Kisah novel Tube bermula dari seorang pria paruh baya yang bernama Kim Seong Geon. Ia menjadi tokoh utama novel ini dengan karakter yang cukup berbeda dari novel kebanyakan lainnya.
Di usia lima puluh, ia berdiri di titik lelah hidup. Dihantam kegagalan, kehilangan arah, dan mencoba tetap bertahan meski hidup terus-menerus menggempurnya
Inilah kekuatan utama Tube, kemampuannya untuk membawa pembaca menelusuri dunia yang penuh abu-abu, dunia yang jarang dibicarakan, tapi sangat nyata.
Sohn Won Pyung tidak mencoba menciptakan pahlawan. Ia justru menyuguhkan tokoh yang sangat manusiawi, lemah, marah, ragu, namun tetap mencoba. Kim Seong Geon adalah cermin dari banyak orang yang terus berjuang, meskipun jalan pulang tak lagi terlihat jelas.
Ia tidak diberi akhir yang manis atau solusi instan. Justru di sanalah letak kejujuran cerita ini bahwa hidup kadang tidak menawarkan kemenangan besar, melainkan hanya kesempatan kecil untuk bertahan satu hari lagi.
Yang membuat Tube semakin berkesan adalah kehadiran Park Sil Yong, sosok dewasa yang memandang rintangan hidup bukan sebagai beban, melainkan sebagai bagian dari kenikmatan perjalanan. Ia bukan hadir untuk menyelamatkan, tapi menjadi penyeimbang yang memberi warna pada dinamika cerita.
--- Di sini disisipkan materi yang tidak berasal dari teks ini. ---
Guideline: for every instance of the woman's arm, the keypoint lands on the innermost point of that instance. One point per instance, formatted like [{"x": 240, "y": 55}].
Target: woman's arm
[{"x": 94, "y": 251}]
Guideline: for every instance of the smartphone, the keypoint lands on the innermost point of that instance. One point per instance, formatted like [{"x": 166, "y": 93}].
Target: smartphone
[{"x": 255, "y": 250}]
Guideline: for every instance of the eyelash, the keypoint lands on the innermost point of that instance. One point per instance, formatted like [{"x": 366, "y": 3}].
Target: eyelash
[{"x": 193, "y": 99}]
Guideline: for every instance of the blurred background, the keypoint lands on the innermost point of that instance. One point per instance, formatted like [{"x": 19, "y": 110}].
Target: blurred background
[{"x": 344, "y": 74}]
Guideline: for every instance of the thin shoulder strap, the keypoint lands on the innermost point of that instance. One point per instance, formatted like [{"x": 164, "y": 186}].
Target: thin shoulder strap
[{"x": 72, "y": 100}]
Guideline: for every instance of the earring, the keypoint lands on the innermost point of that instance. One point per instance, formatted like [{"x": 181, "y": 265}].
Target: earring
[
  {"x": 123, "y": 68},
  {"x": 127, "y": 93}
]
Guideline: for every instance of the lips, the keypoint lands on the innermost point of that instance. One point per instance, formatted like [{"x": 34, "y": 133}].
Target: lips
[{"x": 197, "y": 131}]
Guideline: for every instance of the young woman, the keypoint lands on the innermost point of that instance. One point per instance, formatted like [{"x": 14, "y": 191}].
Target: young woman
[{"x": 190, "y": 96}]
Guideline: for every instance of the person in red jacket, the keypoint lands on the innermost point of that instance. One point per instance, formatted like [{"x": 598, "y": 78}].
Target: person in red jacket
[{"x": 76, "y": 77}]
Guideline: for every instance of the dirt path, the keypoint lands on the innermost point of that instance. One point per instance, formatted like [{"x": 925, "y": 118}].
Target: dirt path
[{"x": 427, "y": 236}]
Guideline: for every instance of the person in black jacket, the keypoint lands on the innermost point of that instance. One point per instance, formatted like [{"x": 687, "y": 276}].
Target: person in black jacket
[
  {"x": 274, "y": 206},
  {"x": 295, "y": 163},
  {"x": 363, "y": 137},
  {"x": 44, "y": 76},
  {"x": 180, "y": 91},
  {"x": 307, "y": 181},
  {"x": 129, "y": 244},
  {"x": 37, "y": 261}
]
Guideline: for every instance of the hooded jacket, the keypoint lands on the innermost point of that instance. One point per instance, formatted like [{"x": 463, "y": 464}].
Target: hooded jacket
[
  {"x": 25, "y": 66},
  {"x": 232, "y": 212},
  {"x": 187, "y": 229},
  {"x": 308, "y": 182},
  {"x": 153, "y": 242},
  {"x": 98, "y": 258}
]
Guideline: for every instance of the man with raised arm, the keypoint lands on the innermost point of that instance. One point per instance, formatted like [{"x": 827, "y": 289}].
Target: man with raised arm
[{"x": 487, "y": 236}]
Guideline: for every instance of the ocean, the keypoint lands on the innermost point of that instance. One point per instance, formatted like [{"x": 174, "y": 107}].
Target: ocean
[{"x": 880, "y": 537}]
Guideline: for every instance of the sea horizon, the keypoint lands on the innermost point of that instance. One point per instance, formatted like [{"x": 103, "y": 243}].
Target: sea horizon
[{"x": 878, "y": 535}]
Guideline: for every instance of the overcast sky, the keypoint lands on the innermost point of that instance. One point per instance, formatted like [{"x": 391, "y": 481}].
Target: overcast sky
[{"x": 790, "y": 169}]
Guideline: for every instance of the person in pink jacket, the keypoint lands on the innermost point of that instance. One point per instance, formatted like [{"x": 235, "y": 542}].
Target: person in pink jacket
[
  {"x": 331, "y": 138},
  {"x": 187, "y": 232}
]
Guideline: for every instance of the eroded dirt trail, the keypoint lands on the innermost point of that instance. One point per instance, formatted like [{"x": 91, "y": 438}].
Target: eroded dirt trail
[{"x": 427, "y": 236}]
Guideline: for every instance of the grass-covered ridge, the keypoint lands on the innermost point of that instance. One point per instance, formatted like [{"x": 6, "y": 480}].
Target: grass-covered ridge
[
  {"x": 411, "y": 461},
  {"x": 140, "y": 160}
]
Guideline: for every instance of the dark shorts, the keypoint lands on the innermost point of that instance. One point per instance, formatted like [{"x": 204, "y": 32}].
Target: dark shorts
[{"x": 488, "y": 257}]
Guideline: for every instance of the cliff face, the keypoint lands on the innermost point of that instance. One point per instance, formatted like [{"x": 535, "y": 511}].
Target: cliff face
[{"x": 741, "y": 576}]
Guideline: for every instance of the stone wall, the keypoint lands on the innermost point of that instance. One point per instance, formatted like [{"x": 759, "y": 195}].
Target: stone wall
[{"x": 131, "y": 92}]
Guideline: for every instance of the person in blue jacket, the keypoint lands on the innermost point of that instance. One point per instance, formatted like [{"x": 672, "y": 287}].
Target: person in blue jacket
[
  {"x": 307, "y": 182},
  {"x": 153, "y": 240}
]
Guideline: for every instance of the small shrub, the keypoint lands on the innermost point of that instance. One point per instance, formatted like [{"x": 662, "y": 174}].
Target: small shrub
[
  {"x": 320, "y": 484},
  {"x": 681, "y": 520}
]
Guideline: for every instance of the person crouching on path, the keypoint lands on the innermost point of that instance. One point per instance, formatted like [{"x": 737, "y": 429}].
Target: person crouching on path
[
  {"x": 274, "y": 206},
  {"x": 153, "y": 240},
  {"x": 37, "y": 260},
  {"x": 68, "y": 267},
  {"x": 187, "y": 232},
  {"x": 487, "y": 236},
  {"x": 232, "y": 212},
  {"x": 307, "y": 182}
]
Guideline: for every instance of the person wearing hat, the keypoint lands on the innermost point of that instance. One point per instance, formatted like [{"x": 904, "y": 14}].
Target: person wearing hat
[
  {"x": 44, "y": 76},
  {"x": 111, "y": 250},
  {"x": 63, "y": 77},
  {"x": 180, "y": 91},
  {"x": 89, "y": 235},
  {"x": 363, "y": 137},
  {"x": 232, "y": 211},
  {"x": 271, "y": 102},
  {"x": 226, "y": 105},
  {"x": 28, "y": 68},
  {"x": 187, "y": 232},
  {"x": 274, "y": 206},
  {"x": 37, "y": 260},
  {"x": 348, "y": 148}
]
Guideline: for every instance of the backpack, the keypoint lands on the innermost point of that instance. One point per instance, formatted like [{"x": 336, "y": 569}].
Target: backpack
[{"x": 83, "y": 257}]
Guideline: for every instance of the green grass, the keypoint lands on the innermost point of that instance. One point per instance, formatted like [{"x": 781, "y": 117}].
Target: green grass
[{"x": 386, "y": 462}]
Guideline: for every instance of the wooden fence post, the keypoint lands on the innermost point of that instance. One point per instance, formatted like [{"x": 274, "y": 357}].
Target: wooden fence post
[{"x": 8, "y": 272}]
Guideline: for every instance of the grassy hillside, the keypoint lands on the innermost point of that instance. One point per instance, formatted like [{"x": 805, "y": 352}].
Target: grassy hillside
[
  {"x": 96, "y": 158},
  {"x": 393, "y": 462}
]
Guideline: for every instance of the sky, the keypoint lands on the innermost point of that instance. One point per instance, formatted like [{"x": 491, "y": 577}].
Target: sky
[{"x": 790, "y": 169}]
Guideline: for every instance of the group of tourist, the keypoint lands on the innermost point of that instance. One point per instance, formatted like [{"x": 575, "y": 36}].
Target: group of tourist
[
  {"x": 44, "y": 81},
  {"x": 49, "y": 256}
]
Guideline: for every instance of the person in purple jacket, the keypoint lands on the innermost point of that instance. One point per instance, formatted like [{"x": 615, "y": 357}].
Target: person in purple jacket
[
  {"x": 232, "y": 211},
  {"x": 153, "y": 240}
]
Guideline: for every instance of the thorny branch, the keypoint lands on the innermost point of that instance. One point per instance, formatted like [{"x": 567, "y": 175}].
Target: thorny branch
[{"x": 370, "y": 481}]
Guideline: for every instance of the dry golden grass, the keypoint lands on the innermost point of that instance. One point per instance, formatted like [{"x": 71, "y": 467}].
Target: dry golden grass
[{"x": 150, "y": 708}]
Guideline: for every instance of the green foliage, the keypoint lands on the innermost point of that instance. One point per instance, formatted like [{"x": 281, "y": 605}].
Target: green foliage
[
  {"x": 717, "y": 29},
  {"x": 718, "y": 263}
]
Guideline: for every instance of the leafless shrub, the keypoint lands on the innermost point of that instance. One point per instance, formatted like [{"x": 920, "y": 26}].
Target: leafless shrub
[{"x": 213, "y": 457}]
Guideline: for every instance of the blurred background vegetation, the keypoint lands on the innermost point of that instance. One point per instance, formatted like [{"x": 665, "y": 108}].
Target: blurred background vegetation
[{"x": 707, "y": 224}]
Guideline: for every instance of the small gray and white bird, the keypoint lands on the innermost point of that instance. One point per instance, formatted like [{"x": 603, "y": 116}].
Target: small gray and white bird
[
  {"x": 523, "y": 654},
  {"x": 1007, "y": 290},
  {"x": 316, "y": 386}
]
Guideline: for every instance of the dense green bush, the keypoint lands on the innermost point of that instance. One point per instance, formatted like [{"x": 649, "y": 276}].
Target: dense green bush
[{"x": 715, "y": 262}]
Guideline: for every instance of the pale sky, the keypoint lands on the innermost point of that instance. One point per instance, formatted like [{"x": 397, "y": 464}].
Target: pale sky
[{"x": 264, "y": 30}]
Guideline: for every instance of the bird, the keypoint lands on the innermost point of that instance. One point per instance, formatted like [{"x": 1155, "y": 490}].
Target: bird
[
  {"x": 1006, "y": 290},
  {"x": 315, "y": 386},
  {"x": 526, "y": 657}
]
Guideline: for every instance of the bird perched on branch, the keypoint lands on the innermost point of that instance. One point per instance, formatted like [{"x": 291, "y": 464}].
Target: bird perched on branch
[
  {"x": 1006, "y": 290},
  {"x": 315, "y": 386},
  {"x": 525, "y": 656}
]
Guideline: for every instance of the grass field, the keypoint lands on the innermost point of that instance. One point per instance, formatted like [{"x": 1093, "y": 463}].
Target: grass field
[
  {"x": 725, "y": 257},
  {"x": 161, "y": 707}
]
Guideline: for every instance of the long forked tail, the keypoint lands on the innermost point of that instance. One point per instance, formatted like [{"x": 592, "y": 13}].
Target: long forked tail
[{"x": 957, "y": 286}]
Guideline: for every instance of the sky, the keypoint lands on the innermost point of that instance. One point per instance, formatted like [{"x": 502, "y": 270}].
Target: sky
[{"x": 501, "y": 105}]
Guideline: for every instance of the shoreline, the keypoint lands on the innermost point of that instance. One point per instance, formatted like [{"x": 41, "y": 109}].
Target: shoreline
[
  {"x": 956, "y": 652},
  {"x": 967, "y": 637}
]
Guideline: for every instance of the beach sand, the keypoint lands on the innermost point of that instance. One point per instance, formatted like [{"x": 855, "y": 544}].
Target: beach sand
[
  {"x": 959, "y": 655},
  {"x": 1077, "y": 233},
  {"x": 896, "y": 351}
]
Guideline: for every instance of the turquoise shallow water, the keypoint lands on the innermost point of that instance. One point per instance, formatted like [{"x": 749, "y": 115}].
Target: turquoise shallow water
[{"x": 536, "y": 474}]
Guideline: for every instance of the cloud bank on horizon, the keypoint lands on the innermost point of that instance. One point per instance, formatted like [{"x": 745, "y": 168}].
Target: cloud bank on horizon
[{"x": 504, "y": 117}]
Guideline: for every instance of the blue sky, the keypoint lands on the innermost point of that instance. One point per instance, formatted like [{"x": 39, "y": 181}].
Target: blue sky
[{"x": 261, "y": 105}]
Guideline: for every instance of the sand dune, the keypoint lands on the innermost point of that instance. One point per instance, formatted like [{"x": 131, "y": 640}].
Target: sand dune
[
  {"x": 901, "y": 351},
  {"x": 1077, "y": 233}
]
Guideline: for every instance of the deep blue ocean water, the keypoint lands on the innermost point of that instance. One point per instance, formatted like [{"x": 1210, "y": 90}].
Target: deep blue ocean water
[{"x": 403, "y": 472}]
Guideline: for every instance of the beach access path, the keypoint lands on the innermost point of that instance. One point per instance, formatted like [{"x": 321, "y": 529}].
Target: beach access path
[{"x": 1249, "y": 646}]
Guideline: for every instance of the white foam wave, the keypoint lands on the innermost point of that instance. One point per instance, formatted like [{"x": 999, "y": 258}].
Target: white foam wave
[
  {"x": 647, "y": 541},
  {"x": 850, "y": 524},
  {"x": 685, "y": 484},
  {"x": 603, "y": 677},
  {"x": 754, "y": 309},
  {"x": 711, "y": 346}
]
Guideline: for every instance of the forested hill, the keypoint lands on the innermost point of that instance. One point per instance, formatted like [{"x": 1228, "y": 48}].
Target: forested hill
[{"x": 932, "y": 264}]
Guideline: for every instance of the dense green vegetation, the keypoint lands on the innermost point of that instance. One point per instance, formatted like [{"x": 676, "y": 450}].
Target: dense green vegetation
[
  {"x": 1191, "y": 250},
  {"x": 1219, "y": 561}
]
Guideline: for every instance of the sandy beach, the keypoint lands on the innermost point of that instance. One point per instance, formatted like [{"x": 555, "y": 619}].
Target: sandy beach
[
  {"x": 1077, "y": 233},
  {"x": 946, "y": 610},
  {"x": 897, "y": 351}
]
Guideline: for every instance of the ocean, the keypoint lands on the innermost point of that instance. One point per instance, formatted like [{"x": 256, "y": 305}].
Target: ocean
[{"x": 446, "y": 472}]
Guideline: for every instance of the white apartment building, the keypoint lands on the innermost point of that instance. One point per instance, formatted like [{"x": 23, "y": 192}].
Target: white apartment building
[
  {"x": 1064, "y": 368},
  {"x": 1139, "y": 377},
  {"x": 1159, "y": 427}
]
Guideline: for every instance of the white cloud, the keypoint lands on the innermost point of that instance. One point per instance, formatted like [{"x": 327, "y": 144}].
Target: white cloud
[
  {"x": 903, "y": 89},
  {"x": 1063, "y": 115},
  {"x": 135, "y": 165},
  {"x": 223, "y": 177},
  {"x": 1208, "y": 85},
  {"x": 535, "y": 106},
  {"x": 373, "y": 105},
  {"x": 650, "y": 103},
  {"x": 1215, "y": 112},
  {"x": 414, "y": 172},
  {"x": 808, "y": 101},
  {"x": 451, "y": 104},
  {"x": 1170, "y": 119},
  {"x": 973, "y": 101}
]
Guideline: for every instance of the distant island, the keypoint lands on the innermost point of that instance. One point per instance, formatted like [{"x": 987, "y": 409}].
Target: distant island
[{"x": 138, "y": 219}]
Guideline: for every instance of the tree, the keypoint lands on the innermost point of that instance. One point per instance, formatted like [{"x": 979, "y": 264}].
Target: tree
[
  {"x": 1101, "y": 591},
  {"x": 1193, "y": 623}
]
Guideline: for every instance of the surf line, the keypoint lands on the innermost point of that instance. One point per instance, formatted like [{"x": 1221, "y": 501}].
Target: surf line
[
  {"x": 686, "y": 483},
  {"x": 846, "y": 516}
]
Sil yong memberi sudut pandang yang berbeda, bahwa kesulitan bukan hal yang harus dihindari, melainkan dihadapi, dinikmati, bahkan dirayakan.
Lewat kedua tokoh ini, pembaca diajak melihat bahwa perubahan bukan berarti kita menjadi pribadi yang sepenuhnya baru. Sebesar apa pun perubahan yang kita alami, serpihan diri yang lama akan tetap tinggal, mengakar dalam ingatan, dalam cara kita merasa, dan dalam bagaimana kita menyikapi dunia.
Dan itu bukan kegagalan, melainkan sebuah keniscayaan dalam proses menjadi manusia seutuhnya.
Secara fisik, buku ini tampil sederhana namun elegan. Judul Tube yang minimalis dan sampulnya yang tenang, justru menyimpan kedalaman makna di baliknya. Jumlah halamannya tidak terlalu tebal, membuatnya mudah diikuti bahkan oleh pembaca yang tidak terbiasa membaca novel panjang.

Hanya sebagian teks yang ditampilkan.